By Kathy Gannon, Associated Press, 2/6/2002 17:55

KARACHI, Pakistan (AP) The leading suspect in the kidnapping of Wall Street Journal reporter Daniel Pearl is a 27-year-old Briton, educated in the country's expensive private schools and described by his one-time tutor as ''a nice bloke.''

But Ahmad Omar Saeed Sheikh, also known as Sheik Omar Saeed, went on from his placid upbringing to a shadowy life of jail and reputed connections to Islamic militant groups.

Saeed was arrested in India in 1994 in connection with the kidnapping of three British backpackers in Kashmir to demand the release of Islamic militants fighting to end Indian rule in the contested Himalayan region.

Saeed was shot and wounded by police and the hostages were freed unharmed.

He spent the next five years in jail although never brought to trial and was freed after gunmen hijacked an Indian Airlines jet to Kandahar, Afghanistan, and demanded the release of Saeed and other figures.

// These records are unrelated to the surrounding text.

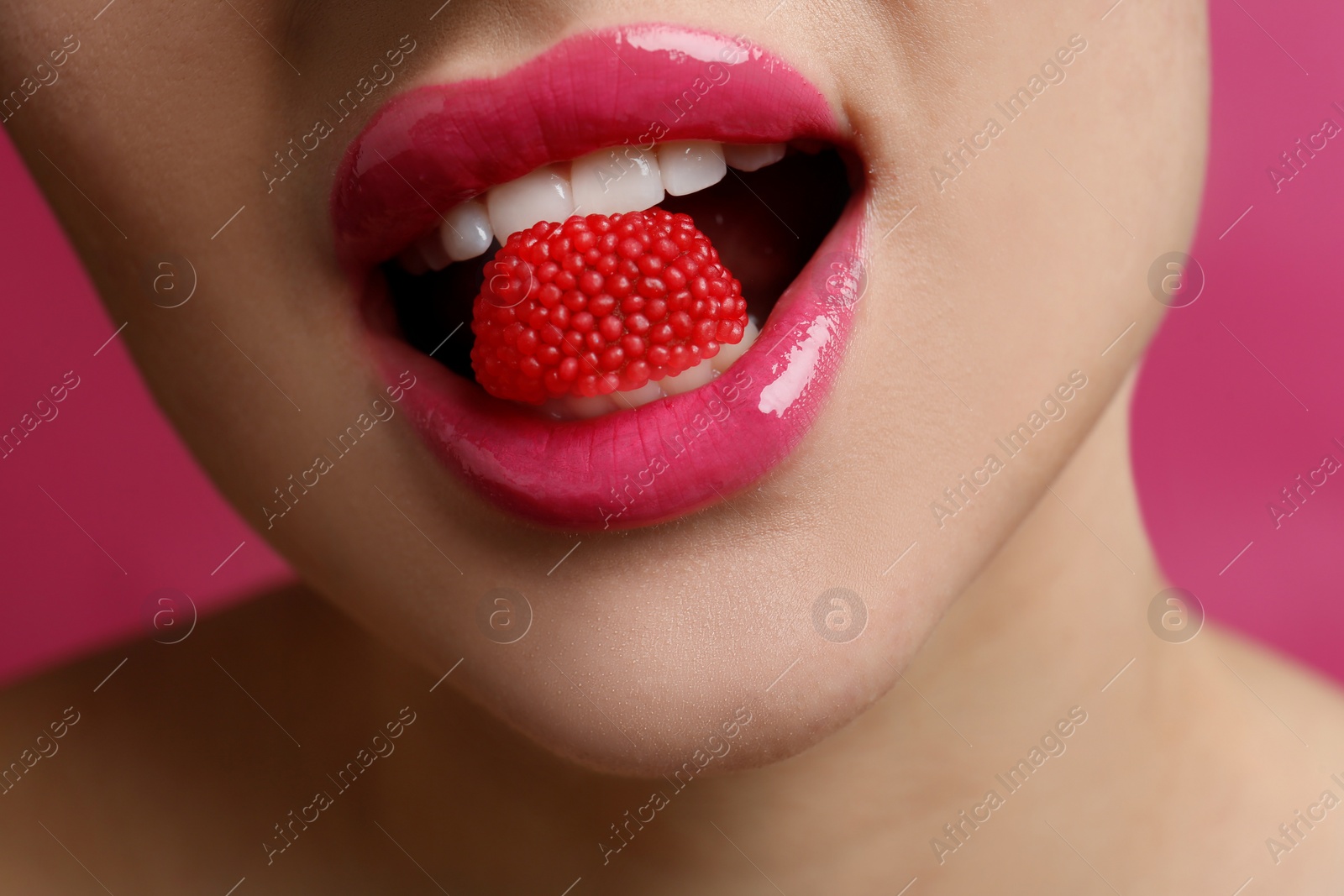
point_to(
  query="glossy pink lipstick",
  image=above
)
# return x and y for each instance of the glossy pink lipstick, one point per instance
(438, 145)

Saeed, a first-generation Briton, is the son of a Pakistani-born clothing merchant who lives in a London suburb and attended expensive private schools where classmates and teachers regarded him as a devoted student.

He has been described by fellow classmates and teachers as a powerfully built young man, a disciplined student and a person with a sense of humor that allowed him to laugh at himself.

On summer break from university at age 20, Saeed went to Bosnia to work with a charity. British press reports say he is believed to have developed ties there to militant Islamic groups that recruited him to fight for the secession of the Indian-ruled portion of Kashmir, the only predominantly Muslim part of India.

Saeed is believed to have links to Jaish-e-Mohammed, a radical group banned last month by Pakistani president Pervez Musharraf. The group's founder, Maulana Masood Azhar, was freed as a result of the same hijacking that got Saeed out of Indian jail.

After his arrest in 1994 his parents said he was being tortured in India and protested his innocence. They told their local newspaper, the Wanstead and Woodford Guardian, that their son was being wrongly portrayed by India.

George Paynter, who was Saeed's economics tutor at Forest School in Snaresbrook, East London, said on Wednesday: ''I'm horrified. The chap we knew was a good all round, solid and very supportive pupil.

''It is very difficult for us to understand because it isn't the Omar we knew,'' Paynter said. ''He was a nice bloke and very respectful.''

Although a devoted student who regularly received high grades, he scored only a ''D'' in Religious Studies at the school.